Namely, that I think one of the big weaknesses of the paper is that they present the “structured programmer” vs. the “bricoleur” as an exclusive binary, practically a virgin vs. chad meme in academic form. I think that’s an oversimplification.

I think there are at least four separate things that are being conflated here:

  • the use of mathematical vs. perceptual intuition
  • abstract vs. concrete views of objects
  • planned vs. exploratory programming
  • objective vs. subjective relationship to the code

I think these are all worth distinguishing from each other and, further, acknowledging that all of these are spectrums of behavior not binaries. For example, we all use abstraction to some extent or else thoughts aren’t capable of being applied outside the instant of their thinking. We all engage with objects with some recognition of what they are or else we’d never be able to use anything. We all view some things from a subjective perspective and others from an objective. And we definitely all use a mixture of planning and exploration.

I do agree with the basic premise, though, that the way programming is taught tends to favor one—or maybe a few—points in this larger spectrum. Which is obviously bad because people should be allowed to think in the ways that they feel comfortable thinking. The Turkle & Papert paper explicitly talks about how being forced into uncomfortable ways of thinking about a problem, out of their comfortable modes that aren’t wrong just different, causes alienation from the subject.
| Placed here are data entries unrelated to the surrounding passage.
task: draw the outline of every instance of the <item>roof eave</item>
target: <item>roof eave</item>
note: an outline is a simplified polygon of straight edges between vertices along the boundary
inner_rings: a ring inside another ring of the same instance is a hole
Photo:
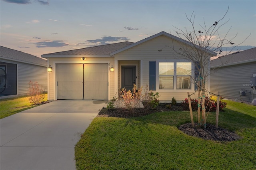
[[[42,58],[80,58],[84,57],[86,58],[106,58],[110,57],[110,55],[49,55],[43,54],[41,55]]]
[[[220,67],[229,66],[230,65],[237,65],[238,64],[245,64],[246,63],[252,63],[252,62],[256,62],[256,59],[249,59],[248,60],[245,60],[245,61],[240,61],[236,62],[235,63],[229,63],[228,64],[225,64],[220,65],[213,65],[212,66],[210,66],[210,68],[213,69],[214,68],[219,67]]]
[[[189,42],[185,40],[183,40],[179,37],[176,37],[176,36],[173,36],[172,34],[170,34],[167,33],[166,32],[165,32],[164,31],[162,31],[162,32],[160,32],[158,34],[156,34],[152,36],[151,36],[150,37],[148,37],[146,38],[145,38],[144,39],[140,41],[139,41],[135,43],[134,43],[132,44],[131,44],[130,45],[128,45],[126,47],[125,47],[124,48],[121,48],[121,49],[118,49],[118,50],[116,51],[115,51],[111,53],[110,53],[110,56],[112,56],[113,55],[114,55],[118,53],[120,53],[122,51],[123,51],[125,50],[126,50],[127,49],[129,49],[129,48],[132,48],[133,47],[134,47],[136,45],[139,45],[142,43],[144,43],[145,42],[146,42],[148,41],[149,41],[150,40],[153,39],[154,38],[155,38],[156,37],[159,37],[159,36],[166,36],[167,37],[168,37],[169,38],[172,38],[174,40],[176,40],[177,41],[179,41],[180,42],[183,42],[186,44],[188,44],[188,45],[190,45],[192,47],[197,47],[198,48],[200,48],[200,47],[199,45],[198,45],[196,44],[193,44],[192,43],[190,43],[190,42]],[[212,55],[213,56],[215,56],[217,55],[217,53],[215,53],[215,52],[214,52],[210,50],[209,49],[205,49],[206,51],[207,52],[208,52],[211,55]]]
[[[45,65],[41,64],[38,63],[33,63],[32,62],[29,62],[27,61],[24,61],[23,60],[20,60],[18,59],[10,58],[8,57],[5,57],[1,56],[1,61],[4,62],[4,61],[3,61],[2,60],[9,61],[15,61],[15,62],[18,62],[19,63],[24,63],[26,64],[32,64],[33,65],[38,65],[40,66],[43,66],[43,67],[47,67],[47,60],[45,60],[46,64]]]

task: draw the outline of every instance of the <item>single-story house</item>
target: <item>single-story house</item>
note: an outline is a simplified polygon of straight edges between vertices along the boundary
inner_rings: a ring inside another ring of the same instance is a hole
[[[27,94],[30,80],[47,91],[47,61],[40,57],[1,47],[1,98]]]
[[[159,93],[161,101],[170,101],[174,97],[184,100],[188,91],[195,91],[191,81],[194,64],[168,47],[178,50],[182,43],[193,47],[188,42],[162,32],[136,43],[42,55],[52,68],[48,78],[48,100],[109,100],[118,97],[119,89],[131,89],[133,84],[138,88],[148,85]],[[211,57],[216,55],[207,52]],[[208,90],[210,84],[206,83]]]
[[[211,92],[250,102],[256,98],[256,47],[220,56],[210,67]]]

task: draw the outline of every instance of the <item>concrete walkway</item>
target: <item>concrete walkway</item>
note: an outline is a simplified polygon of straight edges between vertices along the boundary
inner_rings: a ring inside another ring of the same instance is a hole
[[[58,100],[0,120],[1,170],[75,170],[74,146],[107,101]]]

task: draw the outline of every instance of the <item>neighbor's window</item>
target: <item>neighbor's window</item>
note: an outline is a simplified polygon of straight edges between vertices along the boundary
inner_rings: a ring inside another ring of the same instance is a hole
[[[159,89],[173,89],[174,63],[159,63]]]
[[[176,64],[177,89],[191,88],[191,63],[177,62]]]

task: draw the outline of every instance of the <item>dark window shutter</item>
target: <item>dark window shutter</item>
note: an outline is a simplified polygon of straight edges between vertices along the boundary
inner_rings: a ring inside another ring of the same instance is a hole
[[[156,90],[156,61],[149,61],[149,90]]]

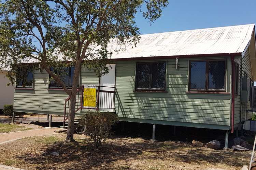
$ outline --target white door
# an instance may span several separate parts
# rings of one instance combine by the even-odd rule
[[[107,66],[109,69],[109,73],[100,78],[100,90],[102,91],[100,92],[99,106],[100,109],[111,111],[114,105],[115,94],[111,92],[115,91],[116,64],[108,64]]]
It’s harder to care about programming and making when you are constantly working against yourself to do it.

I want to expand a little on an idea they only start to touch on in the paper: how do programming languages bias us towards points on this 4d spectrum?

I think you could argue that there are some general trends like languages like Haskell push in the direction of

  • Exploratory
  • Mathematical intuition
  • Abstract objects
  • Objective view of objects

meanwhile a big framework-y language like Java might be more like

  • Planned
  • Mathematical intuition
  • Abstract objects
  • Subjective view of objects

but a object-oriented Smalltalk you might argue shifts from “planned” to “exploratory” and “mathematical intuition” to “perceptual intuition”.

These are approximate guesses based on my experience with these languages, not an actual taxonomy to be clear.

I think this is why, after all this time, I keep finding myself drawn to macro-laden languages like the lisp family or why I’ve been finding Forth interesting. Languages where you have a lot of flexibility to adapt the language to your thinking are interesting, even if they aren’t what I’ve done most of my projects in.

But what conclusions can we take from here? Do we move towards one super-language that’s not biased in any direction, where you can adapt it to any form of thinking? Do we encourage a massive number of programming languages each strongly-opinionated towards some place on this spectrum?

As a former PL person I think the latter sounds appealing, but then we have the problem of collaboration. If we go with the former, we’d need to make something like macro programming actually suitable for beginners first learning programming.